Schoeman J, Donald P, van Zyl L, Keet M, Wait J
Department of Paediatrics and Child Health, University of Stellenbosch, Medical School, Republic of South Africa.
Dev Med Child Neurol. 1991 May;33(5):396-405. doi: 10.1111/j.1469-8749.1991.tb14899.x.

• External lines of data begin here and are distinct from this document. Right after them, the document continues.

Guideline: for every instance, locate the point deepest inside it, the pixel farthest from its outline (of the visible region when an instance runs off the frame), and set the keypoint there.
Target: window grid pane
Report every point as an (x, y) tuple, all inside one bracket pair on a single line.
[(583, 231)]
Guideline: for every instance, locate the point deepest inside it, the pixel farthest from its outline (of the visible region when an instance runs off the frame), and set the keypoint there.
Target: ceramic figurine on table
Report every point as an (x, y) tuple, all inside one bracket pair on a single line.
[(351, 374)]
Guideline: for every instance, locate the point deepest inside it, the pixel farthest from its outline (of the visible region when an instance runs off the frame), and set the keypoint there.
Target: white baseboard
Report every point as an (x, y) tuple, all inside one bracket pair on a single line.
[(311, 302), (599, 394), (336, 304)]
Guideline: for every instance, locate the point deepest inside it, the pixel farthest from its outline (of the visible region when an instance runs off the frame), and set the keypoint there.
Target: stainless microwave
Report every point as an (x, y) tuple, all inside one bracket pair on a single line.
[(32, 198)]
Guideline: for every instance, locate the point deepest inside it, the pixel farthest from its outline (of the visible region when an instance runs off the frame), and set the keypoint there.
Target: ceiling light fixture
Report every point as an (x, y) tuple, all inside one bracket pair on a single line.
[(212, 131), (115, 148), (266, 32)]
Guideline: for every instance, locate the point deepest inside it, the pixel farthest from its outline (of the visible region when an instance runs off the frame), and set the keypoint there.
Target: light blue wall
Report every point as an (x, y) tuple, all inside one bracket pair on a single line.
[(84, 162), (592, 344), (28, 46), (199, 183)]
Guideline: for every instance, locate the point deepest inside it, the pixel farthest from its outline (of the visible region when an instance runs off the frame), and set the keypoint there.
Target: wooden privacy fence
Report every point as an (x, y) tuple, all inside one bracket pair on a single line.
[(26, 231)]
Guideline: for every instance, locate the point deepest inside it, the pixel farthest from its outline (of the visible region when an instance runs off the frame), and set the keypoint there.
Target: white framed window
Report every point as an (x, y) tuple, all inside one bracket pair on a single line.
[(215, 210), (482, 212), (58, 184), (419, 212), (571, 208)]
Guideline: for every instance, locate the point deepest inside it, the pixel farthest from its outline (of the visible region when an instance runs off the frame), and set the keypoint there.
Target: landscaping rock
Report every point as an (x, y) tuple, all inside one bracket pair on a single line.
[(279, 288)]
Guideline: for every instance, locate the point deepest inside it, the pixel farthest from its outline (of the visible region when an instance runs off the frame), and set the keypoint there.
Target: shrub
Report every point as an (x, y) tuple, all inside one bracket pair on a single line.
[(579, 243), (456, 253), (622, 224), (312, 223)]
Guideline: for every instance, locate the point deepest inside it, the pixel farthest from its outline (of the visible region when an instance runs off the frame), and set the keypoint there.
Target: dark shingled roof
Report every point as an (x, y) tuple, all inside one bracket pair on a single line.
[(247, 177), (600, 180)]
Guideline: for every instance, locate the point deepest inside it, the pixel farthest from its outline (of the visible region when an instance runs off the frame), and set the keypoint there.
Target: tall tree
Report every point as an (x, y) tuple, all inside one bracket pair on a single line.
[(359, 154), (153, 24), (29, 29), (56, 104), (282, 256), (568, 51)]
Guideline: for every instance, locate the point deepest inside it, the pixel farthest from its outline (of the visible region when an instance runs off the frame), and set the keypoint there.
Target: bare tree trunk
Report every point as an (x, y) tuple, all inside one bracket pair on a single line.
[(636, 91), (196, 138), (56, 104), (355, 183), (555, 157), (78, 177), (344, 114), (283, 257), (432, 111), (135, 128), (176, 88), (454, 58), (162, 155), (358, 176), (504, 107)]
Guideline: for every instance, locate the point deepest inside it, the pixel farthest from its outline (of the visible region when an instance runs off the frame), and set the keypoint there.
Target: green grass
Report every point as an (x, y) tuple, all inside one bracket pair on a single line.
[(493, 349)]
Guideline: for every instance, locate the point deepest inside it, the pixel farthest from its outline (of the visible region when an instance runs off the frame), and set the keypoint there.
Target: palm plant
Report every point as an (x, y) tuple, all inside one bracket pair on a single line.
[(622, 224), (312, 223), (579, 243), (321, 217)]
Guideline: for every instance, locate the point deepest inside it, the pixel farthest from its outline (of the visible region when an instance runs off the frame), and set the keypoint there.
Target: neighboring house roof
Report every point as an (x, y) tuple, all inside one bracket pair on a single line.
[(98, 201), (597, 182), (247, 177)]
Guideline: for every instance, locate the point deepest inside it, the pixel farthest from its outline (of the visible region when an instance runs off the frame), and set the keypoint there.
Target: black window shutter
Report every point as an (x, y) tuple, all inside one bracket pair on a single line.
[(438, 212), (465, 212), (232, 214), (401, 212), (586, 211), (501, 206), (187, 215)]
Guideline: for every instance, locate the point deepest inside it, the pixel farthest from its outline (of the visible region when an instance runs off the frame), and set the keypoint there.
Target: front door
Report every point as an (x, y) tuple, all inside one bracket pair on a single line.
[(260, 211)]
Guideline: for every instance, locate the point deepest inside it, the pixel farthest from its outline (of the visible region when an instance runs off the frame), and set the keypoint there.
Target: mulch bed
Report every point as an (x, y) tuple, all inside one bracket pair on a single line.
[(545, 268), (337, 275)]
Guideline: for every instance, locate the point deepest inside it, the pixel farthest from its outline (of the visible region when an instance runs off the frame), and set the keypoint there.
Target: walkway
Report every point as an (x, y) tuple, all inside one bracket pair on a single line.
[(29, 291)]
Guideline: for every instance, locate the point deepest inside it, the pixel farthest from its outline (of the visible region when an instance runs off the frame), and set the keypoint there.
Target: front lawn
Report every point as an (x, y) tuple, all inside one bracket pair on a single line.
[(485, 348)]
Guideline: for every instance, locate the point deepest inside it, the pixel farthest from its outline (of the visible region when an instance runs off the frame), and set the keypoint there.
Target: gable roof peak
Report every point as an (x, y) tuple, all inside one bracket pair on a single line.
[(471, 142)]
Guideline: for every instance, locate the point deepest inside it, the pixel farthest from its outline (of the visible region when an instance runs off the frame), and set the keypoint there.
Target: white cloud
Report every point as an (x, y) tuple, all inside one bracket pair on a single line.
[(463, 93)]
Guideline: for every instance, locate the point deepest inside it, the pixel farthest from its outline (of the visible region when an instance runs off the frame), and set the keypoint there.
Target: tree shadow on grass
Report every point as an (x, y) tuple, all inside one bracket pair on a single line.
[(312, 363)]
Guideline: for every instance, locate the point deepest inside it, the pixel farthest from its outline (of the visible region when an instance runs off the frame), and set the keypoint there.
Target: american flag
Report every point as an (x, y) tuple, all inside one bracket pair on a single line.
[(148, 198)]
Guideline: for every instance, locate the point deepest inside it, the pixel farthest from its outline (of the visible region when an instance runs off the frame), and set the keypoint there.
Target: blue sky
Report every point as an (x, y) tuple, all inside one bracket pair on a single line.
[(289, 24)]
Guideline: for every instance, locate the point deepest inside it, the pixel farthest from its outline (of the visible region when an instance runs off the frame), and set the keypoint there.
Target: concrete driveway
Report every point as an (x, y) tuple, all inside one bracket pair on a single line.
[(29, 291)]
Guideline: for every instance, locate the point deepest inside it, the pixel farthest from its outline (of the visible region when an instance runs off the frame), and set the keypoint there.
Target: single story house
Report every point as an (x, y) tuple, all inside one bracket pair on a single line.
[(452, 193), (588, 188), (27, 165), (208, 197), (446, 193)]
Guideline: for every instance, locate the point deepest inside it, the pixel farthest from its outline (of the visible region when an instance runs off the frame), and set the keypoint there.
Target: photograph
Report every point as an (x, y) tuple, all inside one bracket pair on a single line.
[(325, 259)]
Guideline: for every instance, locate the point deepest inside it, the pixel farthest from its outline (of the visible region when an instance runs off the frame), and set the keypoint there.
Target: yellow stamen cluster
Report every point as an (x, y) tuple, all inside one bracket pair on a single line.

The effect of different treatment regimes on intracranial pressure (ICP), degree of hydrocephalus and clinical outcome was evaluated in 81 children with tuberculous meningitis. 24 children underwent CSF shunting, while 57 with communicating hydrocephalus were randomly assigned to three treatment groups: antituberculous drugs only; or additional intrathecal hyaluronidase or oral acetazolamide and furosemide in addition to antituberculous treatment. The addition of acetazolamide and furosemide was significantly more effective in achieving normal ICP than antituberculous drugs alone. No difference was found in mortality or number of disabled survivors between groups. Of those surviving, nearly two-thirds with stage II tuberculous meningitis were mildly disabled and nearly one-half with stage III were severely disabled at follow-up, emphasising the need for early diagnosis of tuberculous meningitis in the young child.
在81例结核性脑膜炎患儿中评估了不同治疗方案对颅内压(ICP)、脑积水程度及临床结局的影响。24例患儿接受了脑脊液分流术,而57例交通性脑积水患儿被随机分为三个治疗组:仅接受抗结核药物治疗;除抗结核治疗外,额外接受鞘内注射透明质酸酶或口服乙酰唑胺和呋塞米治疗。与仅使用抗结核药物相比,加用乙酰唑胺和呋塞米在使ICP恢复正常方面显著更有效。各组间死亡率或残疾幸存者数量无差异。在存活者中,随访时近三分之二的Ⅱ期结核性脑膜炎患儿有轻度残疾,近一半的Ⅲ期患儿有重度残疾,这强调了幼儿结核性脑膜炎早期诊断的必要性。